“Enola Holmes 3” opened to 20.3 million views in its first five days on Netflix, a debut that landed well below the franchise’s previous installment despite a Fourth of July holiday release window. The film, starring Millie Bobby Brown as the teenage detective sister of Sherlock Holmes, drew a fraction of the audience that greeted “Enola Holmes 2,” which pulled in roughly 29.8 million views over a comparable early stretch in 2022, marking a drop of about 32 percent.

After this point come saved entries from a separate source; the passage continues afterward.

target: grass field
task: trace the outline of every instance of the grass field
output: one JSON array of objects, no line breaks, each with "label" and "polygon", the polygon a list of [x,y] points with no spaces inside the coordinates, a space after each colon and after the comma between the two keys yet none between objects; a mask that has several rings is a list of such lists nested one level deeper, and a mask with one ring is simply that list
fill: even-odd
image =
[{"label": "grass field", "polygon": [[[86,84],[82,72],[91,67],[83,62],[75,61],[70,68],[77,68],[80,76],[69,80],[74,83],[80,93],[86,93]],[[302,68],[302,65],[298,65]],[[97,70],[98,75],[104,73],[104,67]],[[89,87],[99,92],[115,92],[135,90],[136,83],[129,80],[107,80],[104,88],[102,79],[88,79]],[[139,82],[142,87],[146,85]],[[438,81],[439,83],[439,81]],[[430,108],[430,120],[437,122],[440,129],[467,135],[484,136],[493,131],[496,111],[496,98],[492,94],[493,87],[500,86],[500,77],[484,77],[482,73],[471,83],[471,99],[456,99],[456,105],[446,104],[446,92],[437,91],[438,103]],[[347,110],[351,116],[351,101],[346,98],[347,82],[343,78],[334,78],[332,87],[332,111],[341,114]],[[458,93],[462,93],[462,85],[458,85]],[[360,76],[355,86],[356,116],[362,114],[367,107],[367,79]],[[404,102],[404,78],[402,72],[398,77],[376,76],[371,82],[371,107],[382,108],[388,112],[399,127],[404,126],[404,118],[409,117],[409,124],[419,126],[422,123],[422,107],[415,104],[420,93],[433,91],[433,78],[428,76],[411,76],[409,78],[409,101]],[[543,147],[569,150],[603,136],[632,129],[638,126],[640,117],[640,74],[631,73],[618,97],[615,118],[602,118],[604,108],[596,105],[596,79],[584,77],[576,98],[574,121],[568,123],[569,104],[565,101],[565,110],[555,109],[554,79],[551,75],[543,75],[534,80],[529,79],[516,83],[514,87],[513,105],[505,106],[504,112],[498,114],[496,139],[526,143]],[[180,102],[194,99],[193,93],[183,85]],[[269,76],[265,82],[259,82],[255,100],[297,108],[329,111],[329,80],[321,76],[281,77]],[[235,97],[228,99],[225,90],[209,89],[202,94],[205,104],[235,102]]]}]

The sequel also trailed two other recent Netflix film launches. “Voicemails for Isabelle” opened to 31 million views, and “Office Romance” landed close to Enola’s number at 20.9 million. Industry watchers note the comparison isn’t entirely apples-to-apples, since Netflix is measuring “Enola Holmes 3” against a holiday frame that included stiff competition from the ongoing FIFA World Cup, which has drawn record audiences to broadcast and streaming rivals in the United States.
The film picks up with Enola preparing to marry Lord Tewkesbury, played by Louis Partridge, only for the wedding to unravel when her brother Sherlock, played by Henry Cavill, goes missing. The disruption sends her chasing a new case across Malta. Despite the softer opening, the movie still topped Netflix’s English-language film chart for the week and outpaced other titles competing for attention on the platform, including “Little Brother” with Eric André and John Cena.
While the film franchise cooled, one of Netflix’s television originals kept climbing. “I Will Find You,” the streamer’s first American adaptation of a Harlan Coben novel, added another 16 million views in its third week, pushing its total to 74.1 million in just 18 days.
The eight-episode series stars Sam Worthington as a father wrongfully imprisoned for his son’s murder who sets out to find the boy after learning he may still be alive. Its sustained momentum puts it within reach of Netflix’s all-time most-popular English series list, a ranking that has previously been topped by another Coben adaptation, “Fool Me Once.”
Netflix does not release comparable viewership figures for the original 2020 “Enola Holmes,” making direct three-film comparisons difficult. The streamer’s weekly rankings, drawn from hours viewed converted into an estimated view count, remain the primary public gauge of how its original films and series perform once they leave theaters behind entirely for a straight-to-streaming release.